## Extracting Option Prices from CSVs

The purpose of this code is the extract the Delta-Neutral option prices from CSVs.  The basic idea is to loop through all the large raw CSV files from Delta-Neutral, grab only the underlyings I want to focus on.  Create temp CSV files for each underlying on each trade-date.  And then in the next notebook, I am going to load those into the postgres database.

## Importing Packages

In [None]:
import os
import glob
import shutil
import pandas as pd
from zipfile import ZipFile

## Reading-In Underlyings to Focus On

We are going to focus our attention on the underlyings that have weekly options.  Ultimately only 40 of them made it into my `otm_history` database.

In [None]:
df_etf = pd.read_csv('weekly_underlyings_20210405.csv')
df_etf

Unnamed: 0,ticker,name
0,AMLP,ALPS ETF TR ALERIAN MLP
1,ARKF,ARK ETF TR FINTECH INNOVA
2,ARKK,ARK ETF TR INNOVATION ETF
3,ASHR,DBX ETF TR XTRACK HRVST CSI
4,BRZU,DIREXION SHS ETF TR BRZ BL 2X SHS
...,...,...
78,XLV,SELECT SECTOR SPDR TR SBI HEALTHCARE
79,XLY,SELECT SECTOR SPDR TR SBI CONS DISCR
80,XME,SPDR SER TR S&P METALS MNG
81,XOP,SPDR SER TR S&P OILGAS EXP


## Removing Old Temp Directories and Creating New Temp Directories

Let's remove the old temp directories and make the new temp directories.

In [None]:
# removing old directories
if os.path.isdir('/home/pritam/files/data/delta_neutral/temp/option_price'):
    shutil.rmtree('/home/pritam/files/data/delta_neutral/temp/option_price')
if os.path.isdir('/home/pritam/files/data/delta_neutral/temp/etl'):
    shutil.rmtree('/home/pritam/files/data/delta_neutral/temp/etl')


# making new directories
os.makedirs('/home/pritam/files/data/delta_neutral/temp/option_price')
os.makedirs('/home/pritam/files/data/delta_neutral/temp/etl')

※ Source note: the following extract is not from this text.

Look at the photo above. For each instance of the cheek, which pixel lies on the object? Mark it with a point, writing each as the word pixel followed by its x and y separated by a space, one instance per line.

Next, let's grab all the paths for all the raw Delta-Neutral files.  They live on an external hard drive.

In [None]:
lst_path_zip = glob.glob('/media/pritam/250gb/delta_neutral/*.zip')
#lst_path_zip

Finally, let's look through all the Delta-Neutral files and create the temp files for all the underlying/trade-date combinations.

In [None]:
# looping through all the zip files on the external hard drive
for ix_path_zip in lst_path_zip:
    print(os.path.basename(ix_path_zip))
    #print(ix_path_zip)

    # removing existing etl directory and creating a new one
    if os.path.isdir('/home/pritam/files/data/delta_neutral/temp/etl'):
        shutil.rmtree('/home/pritam/files/data/delta_neutral/temp/etl')
    os.makedirs('/home/pritam/files/data/delta_neutral/temp/etl')

    #extracting files in ix_path_zip
    with ZipFile(ix_path_zip, 'r') as zip:
        zip.extractall(path = '/home/pritam/files/data/delta_neutral/temp/etl/')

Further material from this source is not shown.